When I read this open letter written by Tyler Perry (a survivor of horrendous sexual and psychological abuse himself, I felt the need to share the letter in its entirety. Maybe some of you know why this is such a personal and painful subject for me.
Having said that, I wonder if it’s more difficult difficult for boys and/or men to come forth and tell someone about the abuse they are experiencing. Are people so numbed to girls being molested that it’s become no big deal anymore? Please don’t read anything negative into that question. These boys–who are now MEN, have been carrying around a painful darkness in their souls for most of their adult lives. I actually think it may be more difficult for a boy or young man to admit the shame they feel. The boys who were groomed and raped and controlled by those men who were authority figures in their lives had no choice but to keep quiet. The coaches were their “GOD”. Why would they tell on “God of Penn State”? Why would anyone who knew about the abuse want to risk pissing off Joe Paterno by going over his head to intervene and help these kids? Why would Joe Paterno want to risk his glorious career? I’ll tell you why: BECAUSE THOSE KIDS DIDN’T MATTER TO THEM.

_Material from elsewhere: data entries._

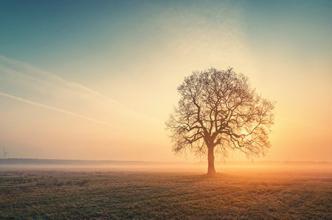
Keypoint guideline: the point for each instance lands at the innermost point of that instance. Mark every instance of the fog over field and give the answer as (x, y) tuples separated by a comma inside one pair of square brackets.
[(136, 190)]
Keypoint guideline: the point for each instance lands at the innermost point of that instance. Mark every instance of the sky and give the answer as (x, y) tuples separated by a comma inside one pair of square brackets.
[(97, 79)]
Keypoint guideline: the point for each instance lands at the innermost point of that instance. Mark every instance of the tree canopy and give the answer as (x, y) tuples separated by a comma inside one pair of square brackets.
[(219, 109)]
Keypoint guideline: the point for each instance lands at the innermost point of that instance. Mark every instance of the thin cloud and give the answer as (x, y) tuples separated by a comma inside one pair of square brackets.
[(52, 108)]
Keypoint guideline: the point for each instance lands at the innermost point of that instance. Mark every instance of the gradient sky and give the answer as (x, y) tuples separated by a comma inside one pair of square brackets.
[(98, 79)]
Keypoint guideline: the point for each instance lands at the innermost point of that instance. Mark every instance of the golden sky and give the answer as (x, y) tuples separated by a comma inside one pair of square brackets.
[(98, 82)]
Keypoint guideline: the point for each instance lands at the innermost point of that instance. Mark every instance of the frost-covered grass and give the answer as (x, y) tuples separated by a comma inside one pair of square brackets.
[(143, 195)]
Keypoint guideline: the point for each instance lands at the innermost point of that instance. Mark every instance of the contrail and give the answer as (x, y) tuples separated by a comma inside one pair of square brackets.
[(67, 83), (27, 101)]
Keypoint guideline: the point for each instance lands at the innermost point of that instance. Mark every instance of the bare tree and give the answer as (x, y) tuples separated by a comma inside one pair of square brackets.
[(218, 109)]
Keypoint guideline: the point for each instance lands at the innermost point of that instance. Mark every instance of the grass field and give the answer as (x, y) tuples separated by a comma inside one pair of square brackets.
[(56, 194)]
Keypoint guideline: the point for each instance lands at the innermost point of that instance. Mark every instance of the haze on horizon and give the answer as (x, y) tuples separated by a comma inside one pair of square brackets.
[(97, 80)]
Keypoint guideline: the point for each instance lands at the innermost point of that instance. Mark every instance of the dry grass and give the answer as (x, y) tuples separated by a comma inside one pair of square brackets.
[(142, 195)]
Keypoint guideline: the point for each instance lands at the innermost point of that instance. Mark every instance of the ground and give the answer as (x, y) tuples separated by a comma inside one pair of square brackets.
[(32, 194)]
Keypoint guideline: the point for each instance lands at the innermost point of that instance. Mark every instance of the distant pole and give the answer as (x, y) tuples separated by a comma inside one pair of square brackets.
[(4, 152)]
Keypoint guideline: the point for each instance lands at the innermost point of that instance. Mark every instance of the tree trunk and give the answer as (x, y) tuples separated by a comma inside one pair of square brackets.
[(211, 169)]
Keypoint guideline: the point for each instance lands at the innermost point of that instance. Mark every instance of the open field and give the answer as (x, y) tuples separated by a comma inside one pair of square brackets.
[(107, 194)]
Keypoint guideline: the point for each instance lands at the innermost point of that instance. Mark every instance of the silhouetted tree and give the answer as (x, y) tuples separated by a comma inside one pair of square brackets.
[(218, 109)]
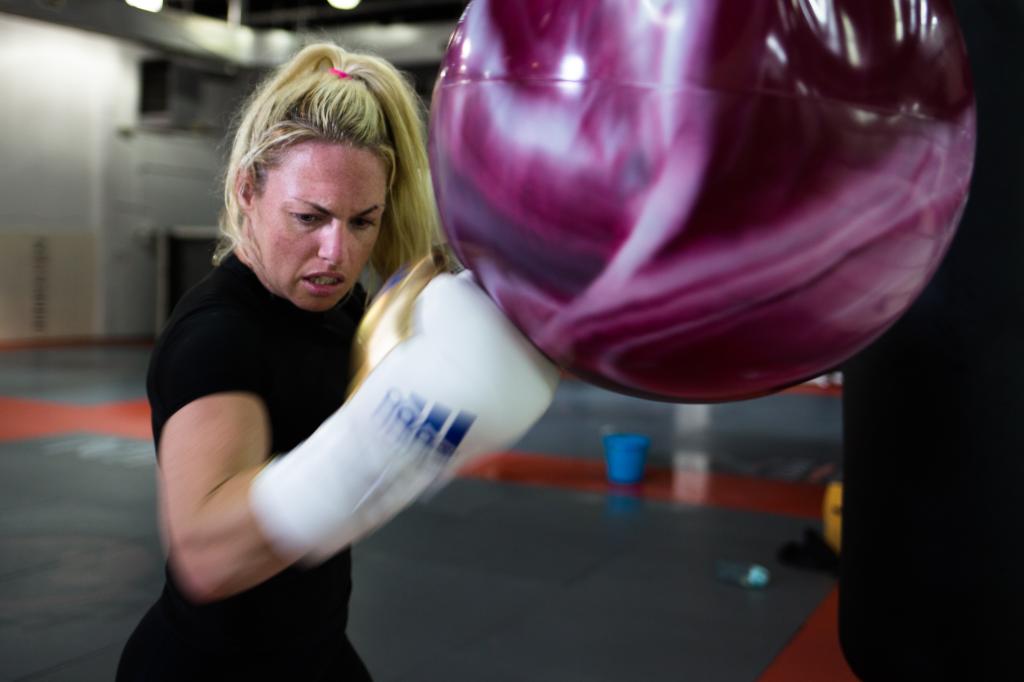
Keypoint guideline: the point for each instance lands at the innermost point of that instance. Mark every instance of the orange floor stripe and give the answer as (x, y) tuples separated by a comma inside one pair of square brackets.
[(32, 419), (694, 487), (814, 652)]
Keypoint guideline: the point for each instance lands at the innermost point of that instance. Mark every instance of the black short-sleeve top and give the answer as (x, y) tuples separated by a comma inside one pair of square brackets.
[(230, 334)]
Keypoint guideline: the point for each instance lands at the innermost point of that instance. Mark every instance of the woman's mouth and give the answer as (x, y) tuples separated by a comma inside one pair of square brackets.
[(323, 285)]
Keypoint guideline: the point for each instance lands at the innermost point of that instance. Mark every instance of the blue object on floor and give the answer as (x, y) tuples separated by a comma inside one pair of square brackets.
[(625, 456)]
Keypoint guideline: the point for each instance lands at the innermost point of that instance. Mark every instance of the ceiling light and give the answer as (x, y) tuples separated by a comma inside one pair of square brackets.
[(147, 5)]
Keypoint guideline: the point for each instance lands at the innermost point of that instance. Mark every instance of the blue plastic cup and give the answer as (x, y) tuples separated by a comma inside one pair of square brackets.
[(625, 457)]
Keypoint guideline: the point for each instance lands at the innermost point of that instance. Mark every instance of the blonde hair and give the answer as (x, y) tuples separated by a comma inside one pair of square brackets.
[(373, 108)]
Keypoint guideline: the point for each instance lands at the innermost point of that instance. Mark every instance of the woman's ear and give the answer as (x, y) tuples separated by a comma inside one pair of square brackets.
[(245, 190)]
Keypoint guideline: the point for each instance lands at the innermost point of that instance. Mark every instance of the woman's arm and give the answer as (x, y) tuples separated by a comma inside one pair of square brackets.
[(210, 451)]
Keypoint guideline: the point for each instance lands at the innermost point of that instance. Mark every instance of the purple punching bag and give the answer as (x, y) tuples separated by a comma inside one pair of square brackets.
[(933, 417), (698, 200)]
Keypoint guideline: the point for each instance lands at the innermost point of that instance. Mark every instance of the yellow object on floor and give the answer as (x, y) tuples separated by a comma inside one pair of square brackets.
[(832, 514)]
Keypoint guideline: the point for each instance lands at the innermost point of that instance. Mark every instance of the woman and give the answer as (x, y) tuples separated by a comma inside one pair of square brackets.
[(328, 174)]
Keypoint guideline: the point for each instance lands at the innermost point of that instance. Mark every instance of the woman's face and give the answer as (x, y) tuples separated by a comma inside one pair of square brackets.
[(312, 227)]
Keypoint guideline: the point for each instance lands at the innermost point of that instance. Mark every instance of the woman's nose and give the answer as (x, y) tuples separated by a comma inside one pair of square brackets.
[(332, 245)]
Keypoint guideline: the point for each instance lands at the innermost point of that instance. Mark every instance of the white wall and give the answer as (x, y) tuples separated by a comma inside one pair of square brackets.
[(75, 167)]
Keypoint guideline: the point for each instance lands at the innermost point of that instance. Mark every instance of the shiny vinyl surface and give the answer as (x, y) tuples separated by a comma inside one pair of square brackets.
[(702, 201)]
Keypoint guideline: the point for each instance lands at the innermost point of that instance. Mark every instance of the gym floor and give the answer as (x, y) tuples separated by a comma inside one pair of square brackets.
[(529, 566)]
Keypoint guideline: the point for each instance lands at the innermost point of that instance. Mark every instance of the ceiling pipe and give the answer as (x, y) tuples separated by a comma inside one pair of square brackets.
[(194, 35)]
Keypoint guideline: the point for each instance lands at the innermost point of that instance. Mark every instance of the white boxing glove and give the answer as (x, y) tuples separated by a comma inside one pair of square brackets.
[(464, 382)]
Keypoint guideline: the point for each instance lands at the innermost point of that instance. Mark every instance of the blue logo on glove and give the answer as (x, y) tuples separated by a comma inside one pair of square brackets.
[(430, 425)]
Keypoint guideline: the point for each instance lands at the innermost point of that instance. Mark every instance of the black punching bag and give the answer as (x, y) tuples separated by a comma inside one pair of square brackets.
[(932, 566)]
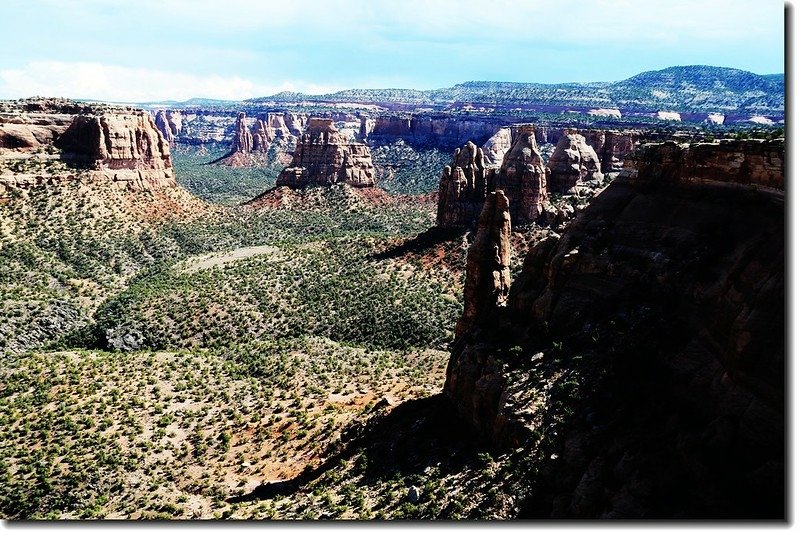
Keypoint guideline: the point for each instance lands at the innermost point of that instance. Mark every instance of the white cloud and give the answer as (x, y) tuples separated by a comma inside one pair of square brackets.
[(122, 84)]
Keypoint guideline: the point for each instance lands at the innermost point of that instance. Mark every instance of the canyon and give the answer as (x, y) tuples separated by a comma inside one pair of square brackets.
[(457, 303), (663, 295)]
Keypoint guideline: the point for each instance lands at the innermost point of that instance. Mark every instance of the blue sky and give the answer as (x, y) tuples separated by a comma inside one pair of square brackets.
[(176, 49)]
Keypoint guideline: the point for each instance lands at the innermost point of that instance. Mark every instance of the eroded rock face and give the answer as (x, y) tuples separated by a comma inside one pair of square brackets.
[(663, 305), (523, 177), (242, 138), (169, 123), (616, 147), (118, 142), (573, 161), (323, 157), (488, 260), (463, 188), (750, 163), (496, 147)]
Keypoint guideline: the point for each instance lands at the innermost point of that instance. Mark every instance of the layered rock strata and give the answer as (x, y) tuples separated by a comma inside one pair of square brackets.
[(169, 123), (523, 177), (648, 358), (463, 187), (488, 262), (573, 161), (113, 143), (121, 145), (496, 147), (323, 156)]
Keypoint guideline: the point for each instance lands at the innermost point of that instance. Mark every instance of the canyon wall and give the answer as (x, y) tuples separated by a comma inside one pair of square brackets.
[(641, 355), (323, 157), (522, 176), (434, 131), (573, 161), (122, 145), (463, 187)]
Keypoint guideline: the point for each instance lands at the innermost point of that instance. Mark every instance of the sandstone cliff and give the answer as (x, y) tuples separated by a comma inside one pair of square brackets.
[(169, 123), (641, 356), (323, 157), (573, 161), (488, 260), (434, 131), (496, 147), (612, 146), (523, 177), (463, 188), (125, 146), (270, 140)]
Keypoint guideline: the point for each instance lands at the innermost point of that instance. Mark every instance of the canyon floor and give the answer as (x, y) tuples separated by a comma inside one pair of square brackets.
[(282, 360)]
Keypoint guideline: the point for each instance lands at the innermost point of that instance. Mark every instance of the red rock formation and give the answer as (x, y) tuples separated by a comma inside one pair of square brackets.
[(662, 306), (463, 188), (496, 147), (617, 145), (323, 157), (488, 260), (169, 124), (749, 164), (523, 177), (101, 143), (242, 138), (366, 127), (573, 161), (270, 140), (296, 123)]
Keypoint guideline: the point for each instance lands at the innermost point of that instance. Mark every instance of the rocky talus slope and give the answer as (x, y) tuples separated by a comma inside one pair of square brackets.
[(324, 156), (639, 360)]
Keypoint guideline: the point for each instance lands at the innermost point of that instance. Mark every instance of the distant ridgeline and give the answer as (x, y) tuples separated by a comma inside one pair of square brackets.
[(446, 118)]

“Do you know that at the young age of 11 you had more courage than all the adults who let you down? All of the ones who didn’t go to the proper authorities, all of the ones who were worried about their careers, reputations, or livelihoods. All of the ones who didn’t want to get involved. Or even the ones who tried to convince your mother not to fight. You are stronger than them all! I wonder what they would have done if it were their own child.
I had a few of those adults in my life, too. They knew and did nothing. One of them even said to me that it was my fault, because I allowed myself to spend time with the molesters. And yes, this was someone who was in power and could have called the police, but instead this person allowed this criminal to go on molesting other young boys for many years. When I did tell a family member, I wasn’t believed. I suffered in silence. But not you, my young strong hero, you have done what many of us wish we could have done. You used your voice!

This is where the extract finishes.